Como séculos de ditadores bem sabem, uma multidão de analfabetos é mais fácil de governar; já que a capacidade de ler não pode ser desaprendida uma vez adquirida, uma solução, à falta de melhor, é limitar-lhe o âmbito de aplicação. Por consequência, como nenhuma outra criação humana, os livros têm sempre sido o flagelo das ditaduras. O poder absoluto requer que todas as leituras sejam leituras oficiais; em vez de bibliotecas inteiras de opiniões, a palavra do governante deve ser suficiente. Os livros, escreveu Voltaire num panfleto satírico intitulado «Sobre o Horrível Perigo da Leitura», dissipam a ignorância, que é a custódia e salvaguarda dos Estados bem policiados». Por conseguinte, a censura, de uma forma ou de outra, é o corolário de todo o poder, e a história da leitura está iluminada por uma fila aparentemente interminável de fogueiras de censores, dos primeiros rolos de papel dos livros dos nossos tempos. As obras de Protágoras foram queimadas em 411 a. C. em Atenas. No ano de 213 a.
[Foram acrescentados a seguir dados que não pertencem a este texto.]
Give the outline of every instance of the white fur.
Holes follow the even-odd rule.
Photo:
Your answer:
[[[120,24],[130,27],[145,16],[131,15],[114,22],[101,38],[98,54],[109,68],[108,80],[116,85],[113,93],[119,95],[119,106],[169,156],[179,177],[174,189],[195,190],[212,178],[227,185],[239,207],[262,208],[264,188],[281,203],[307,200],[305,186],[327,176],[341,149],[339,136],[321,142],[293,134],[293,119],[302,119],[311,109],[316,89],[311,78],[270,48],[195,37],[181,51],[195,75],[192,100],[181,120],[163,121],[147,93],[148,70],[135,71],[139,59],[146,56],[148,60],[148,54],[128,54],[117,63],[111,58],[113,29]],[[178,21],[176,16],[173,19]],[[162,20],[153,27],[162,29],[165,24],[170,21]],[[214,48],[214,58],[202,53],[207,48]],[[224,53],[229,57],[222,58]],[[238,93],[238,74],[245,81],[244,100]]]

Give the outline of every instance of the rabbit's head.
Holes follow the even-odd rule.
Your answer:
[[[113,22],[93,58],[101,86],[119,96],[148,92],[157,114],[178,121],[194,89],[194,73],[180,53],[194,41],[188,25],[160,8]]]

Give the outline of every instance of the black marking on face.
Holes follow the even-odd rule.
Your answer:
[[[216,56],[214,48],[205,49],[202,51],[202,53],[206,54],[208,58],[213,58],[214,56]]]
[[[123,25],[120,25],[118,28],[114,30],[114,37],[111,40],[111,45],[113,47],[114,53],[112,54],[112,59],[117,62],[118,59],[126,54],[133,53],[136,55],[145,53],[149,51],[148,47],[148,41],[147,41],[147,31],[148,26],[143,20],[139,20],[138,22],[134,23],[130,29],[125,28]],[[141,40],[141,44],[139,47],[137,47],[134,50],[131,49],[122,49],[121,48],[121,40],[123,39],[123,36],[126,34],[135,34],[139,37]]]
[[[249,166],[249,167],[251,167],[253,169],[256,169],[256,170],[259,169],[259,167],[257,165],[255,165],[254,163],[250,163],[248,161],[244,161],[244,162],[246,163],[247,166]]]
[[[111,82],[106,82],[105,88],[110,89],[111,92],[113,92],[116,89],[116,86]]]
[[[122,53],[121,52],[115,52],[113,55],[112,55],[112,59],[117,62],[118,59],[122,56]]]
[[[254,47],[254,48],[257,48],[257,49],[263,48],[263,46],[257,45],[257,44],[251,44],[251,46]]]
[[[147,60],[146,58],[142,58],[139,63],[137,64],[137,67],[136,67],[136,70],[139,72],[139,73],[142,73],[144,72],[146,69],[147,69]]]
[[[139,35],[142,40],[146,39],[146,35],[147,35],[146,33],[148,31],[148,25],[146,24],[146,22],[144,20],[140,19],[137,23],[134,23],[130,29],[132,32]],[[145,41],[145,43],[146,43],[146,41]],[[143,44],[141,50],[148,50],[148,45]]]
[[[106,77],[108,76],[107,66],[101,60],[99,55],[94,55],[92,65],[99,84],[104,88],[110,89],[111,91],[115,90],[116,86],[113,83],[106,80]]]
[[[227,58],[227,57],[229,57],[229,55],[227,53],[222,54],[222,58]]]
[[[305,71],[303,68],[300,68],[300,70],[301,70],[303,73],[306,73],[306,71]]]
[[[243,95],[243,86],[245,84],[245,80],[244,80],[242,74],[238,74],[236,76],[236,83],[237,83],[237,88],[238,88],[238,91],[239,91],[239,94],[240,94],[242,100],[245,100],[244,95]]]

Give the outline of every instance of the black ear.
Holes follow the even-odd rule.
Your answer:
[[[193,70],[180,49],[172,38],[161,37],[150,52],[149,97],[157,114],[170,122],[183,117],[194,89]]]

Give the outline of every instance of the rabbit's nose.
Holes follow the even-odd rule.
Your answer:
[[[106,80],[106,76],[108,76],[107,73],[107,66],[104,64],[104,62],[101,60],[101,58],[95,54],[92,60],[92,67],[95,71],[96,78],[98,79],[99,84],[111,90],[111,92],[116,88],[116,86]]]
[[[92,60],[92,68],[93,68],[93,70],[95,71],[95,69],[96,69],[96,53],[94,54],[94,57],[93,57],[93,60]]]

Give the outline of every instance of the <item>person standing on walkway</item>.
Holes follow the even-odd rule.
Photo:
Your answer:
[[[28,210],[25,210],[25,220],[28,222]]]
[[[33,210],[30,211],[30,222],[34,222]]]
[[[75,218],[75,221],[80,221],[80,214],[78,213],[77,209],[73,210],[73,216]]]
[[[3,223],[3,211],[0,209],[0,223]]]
C. o imperador chinês Chi Huang-ti tentou pôr fim à leitura queimando todos os livros do seu reino. Em 168 a. C. a Biblioteca Judaica em Jerusalém foi deliberadamente destruída durante a revolta dos macabeus.
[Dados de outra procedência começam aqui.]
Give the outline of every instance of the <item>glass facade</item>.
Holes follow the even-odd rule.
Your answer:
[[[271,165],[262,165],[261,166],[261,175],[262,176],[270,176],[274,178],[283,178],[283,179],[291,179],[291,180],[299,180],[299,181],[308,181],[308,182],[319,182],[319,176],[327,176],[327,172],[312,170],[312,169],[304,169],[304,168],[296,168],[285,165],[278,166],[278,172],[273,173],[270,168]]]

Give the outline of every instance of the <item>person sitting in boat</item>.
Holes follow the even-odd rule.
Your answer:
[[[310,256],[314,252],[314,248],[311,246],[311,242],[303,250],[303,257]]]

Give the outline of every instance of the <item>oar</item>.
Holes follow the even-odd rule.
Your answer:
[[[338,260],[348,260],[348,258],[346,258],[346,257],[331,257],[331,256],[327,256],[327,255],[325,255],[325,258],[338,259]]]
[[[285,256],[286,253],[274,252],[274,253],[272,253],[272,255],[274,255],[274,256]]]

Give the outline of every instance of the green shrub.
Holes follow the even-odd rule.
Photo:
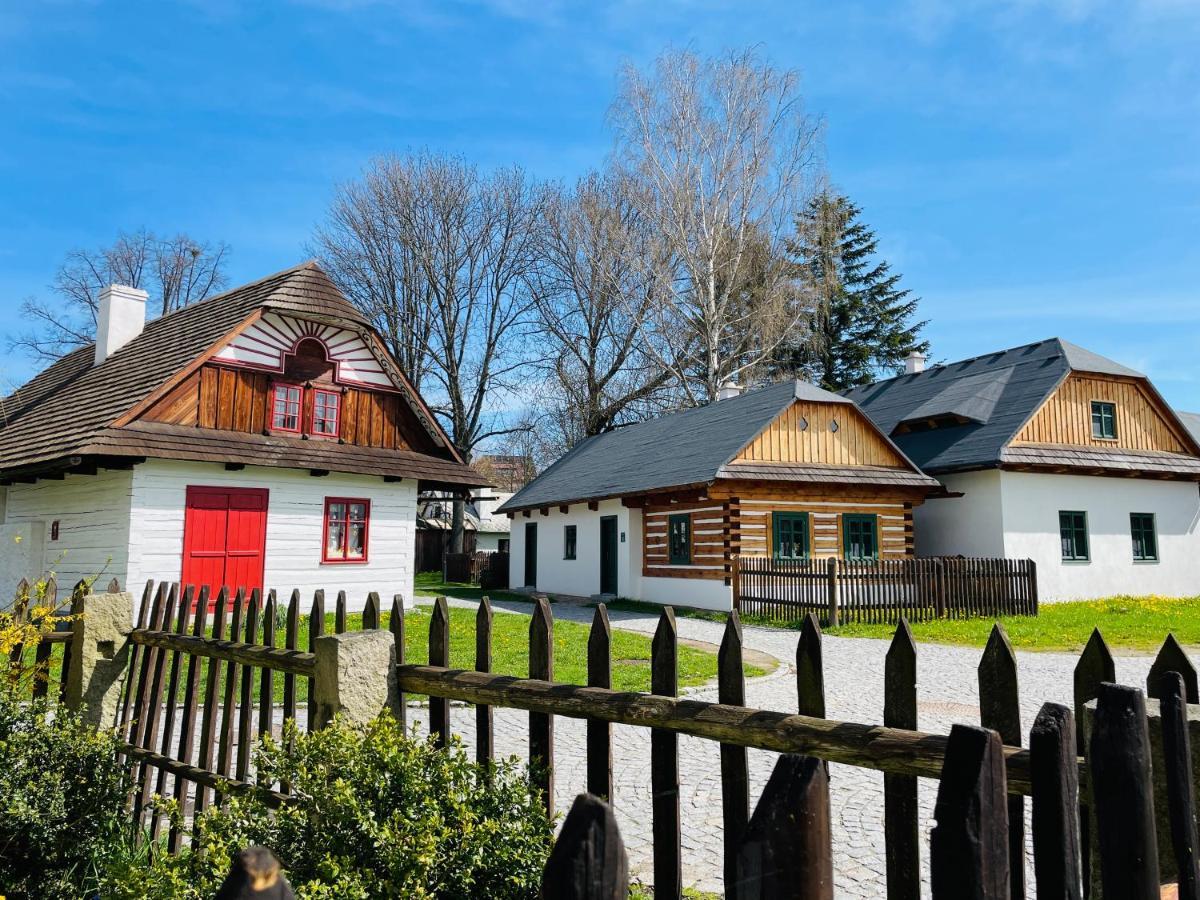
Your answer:
[[[227,797],[187,831],[189,849],[121,867],[105,896],[211,897],[251,844],[275,852],[299,898],[538,894],[552,828],[515,762],[481,768],[457,742],[437,750],[388,717],[312,734],[289,724],[256,758],[302,799],[274,811]]]
[[[0,691],[0,895],[82,897],[128,831],[116,738]]]

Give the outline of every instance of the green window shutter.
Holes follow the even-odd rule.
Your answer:
[[[1133,538],[1133,558],[1139,562],[1158,559],[1158,530],[1154,513],[1130,513],[1129,534]]]
[[[576,526],[563,526],[563,559],[575,558]]]
[[[1058,533],[1062,558],[1067,562],[1086,562],[1088,555],[1087,513],[1064,510],[1058,514]]]
[[[1092,437],[1115,440],[1117,437],[1117,406],[1103,400],[1092,401]]]
[[[771,541],[776,559],[808,559],[808,513],[772,513]]]
[[[874,514],[842,516],[842,554],[846,559],[879,558],[879,528]]]
[[[667,519],[669,561],[673,566],[692,564],[692,517],[677,513]]]

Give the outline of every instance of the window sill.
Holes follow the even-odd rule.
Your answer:
[[[1091,564],[1090,559],[1064,559],[1060,560],[1064,566],[1086,566]]]
[[[369,559],[323,559],[323,566],[365,566],[369,563]]]
[[[1162,562],[1160,559],[1135,559],[1133,564],[1135,566],[1157,566],[1160,562]]]

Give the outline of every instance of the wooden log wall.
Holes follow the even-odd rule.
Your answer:
[[[1116,406],[1116,439],[1092,436],[1092,401]],[[1164,450],[1191,453],[1191,442],[1146,388],[1134,379],[1071,375],[1012,441],[1013,444],[1076,444],[1093,449]]]
[[[778,498],[741,498],[740,544],[747,554],[769,556],[774,552],[772,523],[774,513],[807,513],[808,546],[817,558],[842,556],[842,517],[848,514],[867,514],[876,517],[876,539],[883,559],[902,559],[912,556],[912,503],[906,500],[870,502],[866,499],[844,500],[789,499],[780,492]]]
[[[690,518],[692,562],[673,566],[667,546],[671,516]],[[642,510],[642,576],[650,578],[727,577],[725,554],[729,504],[722,500],[696,500],[647,506]]]
[[[784,410],[734,462],[909,468],[854,406],[804,401],[796,401]]]

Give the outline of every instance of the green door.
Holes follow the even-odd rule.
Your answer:
[[[525,523],[525,587],[537,587],[537,522]]]
[[[617,594],[617,517],[600,517],[600,593]]]

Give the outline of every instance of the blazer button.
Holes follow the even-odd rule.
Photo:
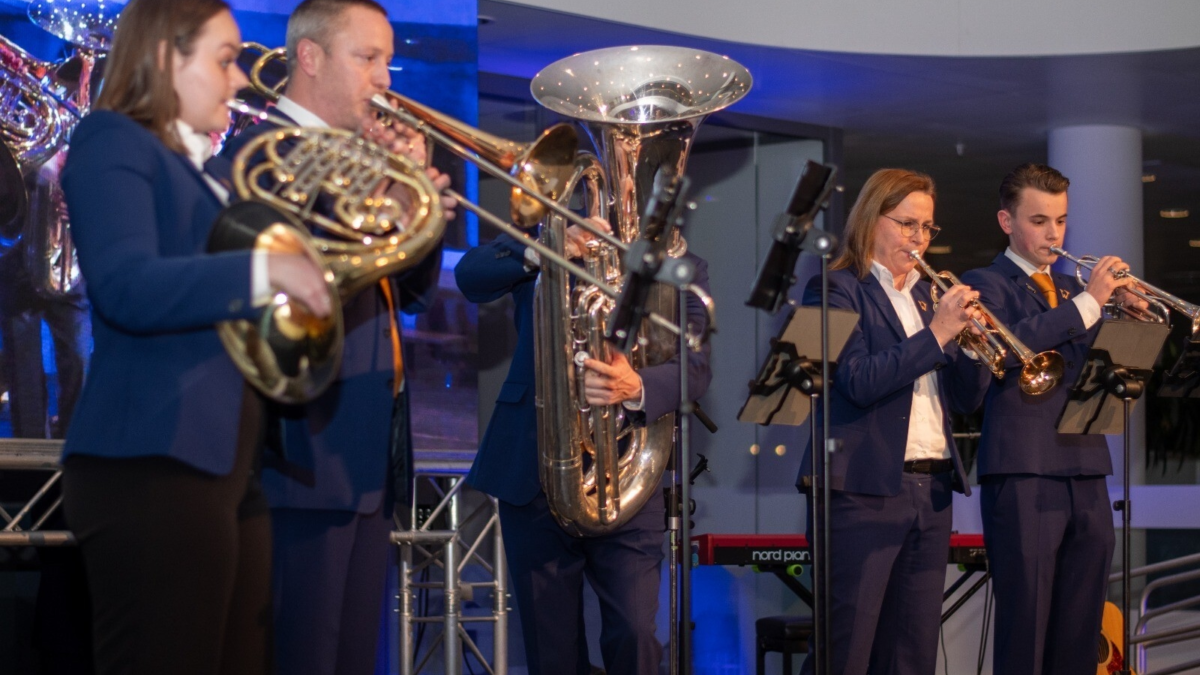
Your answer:
[[[1074,368],[1074,367],[1075,367],[1075,362],[1074,362],[1074,361],[1067,361],[1067,367],[1068,367],[1068,368]]]
[[[1075,334],[1075,329],[1074,329],[1074,328],[1068,328],[1068,329],[1067,329],[1067,335],[1074,335],[1074,334]]]
[[[933,364],[933,369],[934,369],[934,370],[941,370],[941,369],[942,369],[942,365],[943,365],[943,364],[941,364],[941,363],[935,363],[935,364]]]
[[[244,304],[245,303],[242,302],[241,298],[234,298],[233,300],[229,301],[229,311],[240,312],[242,311]]]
No primeiro século da era cristã, os poetas Cornélio Galo e Ovídio foram exilados por Augusto e as suas obras banidas. O imperador Calígula ordenou que todos os livros de Homero, Virgílio e Lívio fossem queimados (mas o seu édito não foi cumprido). Em 303, Diocleciano condenou todos os livros cristãos à fogueira. E isto foi apenas o começo. O jovem Goethe, assistindo à queima de um livro em Frankfurt, sentiu que estava perante uma execução. «Ver um objecto inanimado ser punido», escreveu, «é, em si mesmo, algo verdadeiramente terrível.» A ilusão acalentada por aqueles que queimam livros é a de que com o seu acto serão capazes de cancelar a história e abolir o passado. Em 10 de Maio de 1933, em Berlim, enquanto as câmaras filmavam, o ministro da propaganda Paul Joseph Goebbels dirigiu a palavra a uma multidão entusiasmada de mais de cem mil pessoas, durante a queima de mais de vinte mil livros: «Esta noite, procedeis bem em atirar para o fogo estas obscenidades do passado. Esta é uma poderosa acção, grandiosa e simbólica, que mostrará ao mundo inteiro que o velho espírito está morto. Destas cinzas renascerá a fénix do novo espírito.» Um rapazinho de doze anos, Hans Pauker, que viria mais tarde a ser director do Instituto de Estudos Judaicos em Londres, encontrava-se presente nesta queima e recordou que, enquanto eram atirados livros para as chamas, se faziam discursos para acrescentar solenidade à ocasião. «Contra o exagero dos impulsos inconscientes baseados na análise destrutiva da psique e pela nobreza da alma humana, entrego às chamas as obras de Sigmund Freud», declamou um dos censores antes de queimar os livros de Freud. Steinbeck, Marx, Zola, Hemingway, Einstein, Proust, H. G. Wells, Heinrich e Thomas Mann, Jack London, Bertolt Brecht e centenas de outros receberam a homenagem de epitáfios semelhantes.

Um comentário:

Unknown disse...

Muito bom texto, Nos faz refletir um pouco sobre o papel da literatura na alforria humana. Me lembra o livro de Clarice Lispector - A hora da estrela... quem somos nós se não existimos? se não pensamos? se não temos vontades? A literatura terá o grandioso papel de levar as mentes desacreditadas o desejo de vida.